BF16: 16-bit with wider dynamic range (same exponent bits as FP32). Preferred for LLM training; less prone to overflow.

Loss scaling: multiply loss by a large scale factor $S$ before backward; divide gradients by $S$ before update. Prevents FP16 underflow (gradients too small to represent).

Modern frameworks (PyTorch torch.cuda.amp, Accelerate) handle this automatically.

Gradient Checkpointing

Trades compute for memory: instead of caching all intermediate activations during the forward pass (needed for backprop), only checkpoint activations at a subset of layers and recompute the others during backward.

Memory reduction: from $O(L)$ to $O(\sqrt{L})$ with optimal placement.

Compute cost: $\approx +33\%$ extra computation. Enables training much larger models on fixed GPU memory.

Learning Rate Finder

Empirical method to find a good initial learning rate (Smith 2017):

Start with a very small $\eta$ (e.g., $10^{-7}$).
Increase $\eta$ exponentially over one epoch.
Plot training loss vs. $\eta$.
Choose $\eta$ at the steepest descent point (just before loss diverges).

Catastrophic Forgetting

When fine-tuning a pre-trained model on a new task, parameters may shift far from their pre-trained values, degrading performance on the original task.

Mitigations:

Elastic Weight Consolidation (EWC): adds a regularizer that penalizes changes to weights that were important for previous tasks (measured by Fisher information).
Small learning rate: limits how far parameters move during fine-tuning.
Layer-wise learning rate decay: lower layers (closer to input) get smaller learning rates; they encode general features that should not change much.

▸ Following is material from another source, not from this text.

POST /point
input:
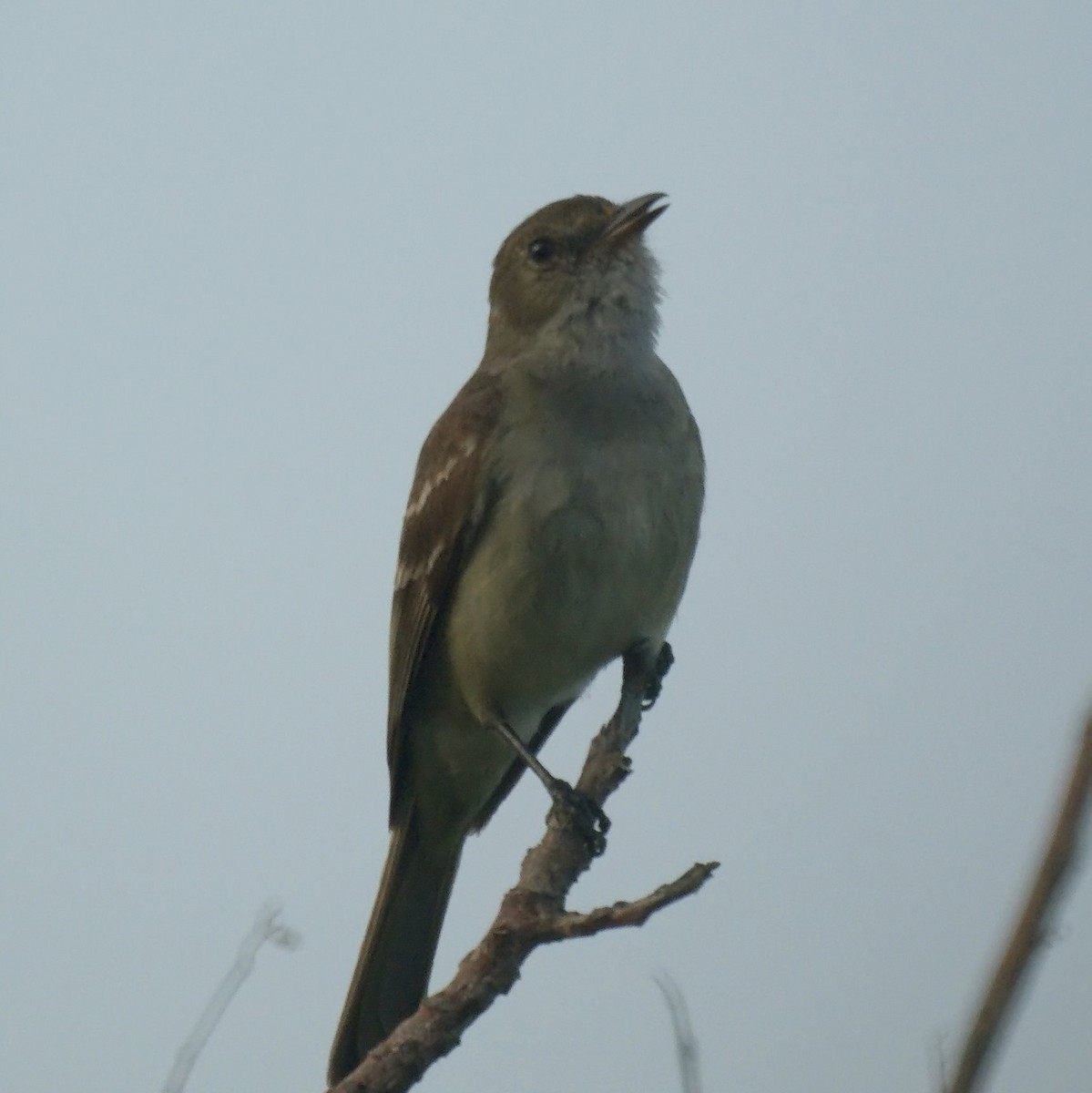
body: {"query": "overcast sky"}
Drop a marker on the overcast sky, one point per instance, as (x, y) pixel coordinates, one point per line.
(245, 250)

Layer-wise Adaptive Rate Scaling (LARS / LAMB)

Scales the learning rate per layer based on the ratio of weight norm to gradient norm:

\[\eta_l = \eta \cdot \frac{\|\theta_l\|}{\|g_l\|}\]

Allows very large batch training by keeping the update magnitude proportional to the weight magnitude. LARS for CNNs; LAMB for Transformers. Used to train BERT on 64k batch size.

Monitoring Training at Scale

Key metrics to log throughout training:

Training loss (per step, smoothed)
Validation loss and metrics (every $N$ steps)
Gradient norm (per layer and global)
Activation statistics (mean, std, fraction saturated)
Learning rate (current value from scheduler)
GPU utilization and memory
Throughput (tokens/sec or samples/sec)

Tools: TensorBoard, Weights & Biases (W&B), MLflow.